Comparative Analysis and Optimal QRs

The paper delineates the comparative efficacy of the three QR generations by evaluating their resource requirements, including temporal and physical quantum resources. The cost function is devised considering the total number of qubit memories and the achievable secure key generation rate.

• Coupling Efficiency: Third generation QRs yield optimal performance when coupling efficiencies are high (≥90%); however, their practicality dwindles as the efficiency approaches threshold limits due to higher resource demands.
• Gate Speed: A marked preference for third-generation QRs is observed with rapid gate operations (≤1 μs). As operational speeds reduce, second-generation repeaters become more feasible due to their advantageous trade-off between resource costs and communication rates.
• Gate Fidelity: Gate fidelity severely delineates the operational thresholds across different QR generations. First-generation repeaters are pertinent with high error probabilities, whereas third-generation repeaters are advantageous when errors are minimal, contingent on supplementary parameters like coupling efficiency.

Future Directions and Implications

This investigation offers a systematic comparison to guide the architectural design and experimental deployment of quantum repeaters, suggesting that integrated approaches might be necessary based on technological developments. Practical implementations could leverage atomic ensembles, trapped ions, and advanced quantum photonics, incorporating technological advancements in photon storage, gate fidelity, and qubit interconnectivity.
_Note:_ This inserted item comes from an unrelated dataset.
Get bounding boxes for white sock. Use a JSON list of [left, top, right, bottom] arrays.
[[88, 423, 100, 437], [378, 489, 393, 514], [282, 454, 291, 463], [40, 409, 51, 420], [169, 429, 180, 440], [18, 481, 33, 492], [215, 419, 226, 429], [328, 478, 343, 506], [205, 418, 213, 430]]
The findings have significant implications for establishing large-scale quantum networks, potentially facilitating global quantum communication frameworks, secure quantum internet, synchronized quantum clocks, and distributed quantum computing systems.

In conclusion, the study presents a roadmap for advancing quantum communication infrastructure, providing clear insights into the practical advantages and limitations of existing and future QR implementations. It encourages continued technological development to enhance quantum communication robustness over transcontinental distances.